Religious confusion is not limited to the United States. A Church of England priest, David Hart, "sees no contradiction in celebrating Ganesh Chaturthi or performing Hindu rituals in his home in Kerala, where he has been living for nearly a year, and offering Holy Communion as a priest at the St. James' Parish Church in Strethan, Cambridge, whenever he is in England," according to the Times of India. "he brought a Ganesh idol, conducted a puja for 10 days and subsequently joined a Ganesotsav procession organized by the Kerala unit of Shiv Sena to immerse his idol in the sea. He is also a follower of Lord Krishna, and had offered prayers at his local temple."

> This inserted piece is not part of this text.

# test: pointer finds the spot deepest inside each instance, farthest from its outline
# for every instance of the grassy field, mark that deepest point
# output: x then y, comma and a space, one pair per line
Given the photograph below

Hart, an Associate Professor in Theology and Religious Studies at the University of Winchester, is also in the International Society for Krishna Consciousness (ISKCON) and is international secretary of the World Congress of Faiths, a London-based interfaith organization. He has said, "Becoming a Hindu has not brought about any change in my spiritual status. The act has not shaken my Christian beliefs by even one per cent.. ...Asking me to express my preference for any particular faith is like asking me to choose between an ice-cream and a chocolate. Both have their own distinct taste." He is...a priest and a professor--so he is able to spread religious confusion with an air of authority. As of this writing, he remains a priest in good standing; there is no indication that Hart has been disciplined by the Church of England.

I believe that is the same Church of England with which we conduct ecumenical talks. But maybe the man has merely been taking Catholic lessons. This Catholic priest, said to have been interviewed at the Vatican, claims he can be a Hindu at the same time that he is a Catholic priest. My question--when he consecrates bread and wine, given the beliefs that he holds, does he still have bread and wine?

Another interesting part of Lee's article talks about the influence of Harry Potter:

It is not just teenagers who can be lured into Wicca and Neopaganism by the Potter books; vulnerable adults can fall into the same trap.

Wayne Haney attended Virginia Theological Seminary, and served as an Episcopal priest for five years. He then left the church due to "the strain of leading a Christian flock while not fully being able to believe the message I was preaching." This plunged him into a "very early mid-life crisis." As the
Battle Creek Enquirer reported in March, 2006, it was "during this crisis of faith that he began to read the Harry Potter series of books to his children. The magic depicted in the books aroused a curiosity in Haney that led him to Web-searches and other readings. This led finally to a Wiccan group in nearby Flint, Michigan, where he and his wife were welcomed." Now, Haney is "a practicing minister of the Sacred Birch Society, a Wiccan group that meets regularly in the Lampeer Michigan area." The ex-priest Haney read himself out of Christianity and into Wicca with the help of a child's fantasy about "good" sorcery.

And yet some parents think the kids aren't vulnerable!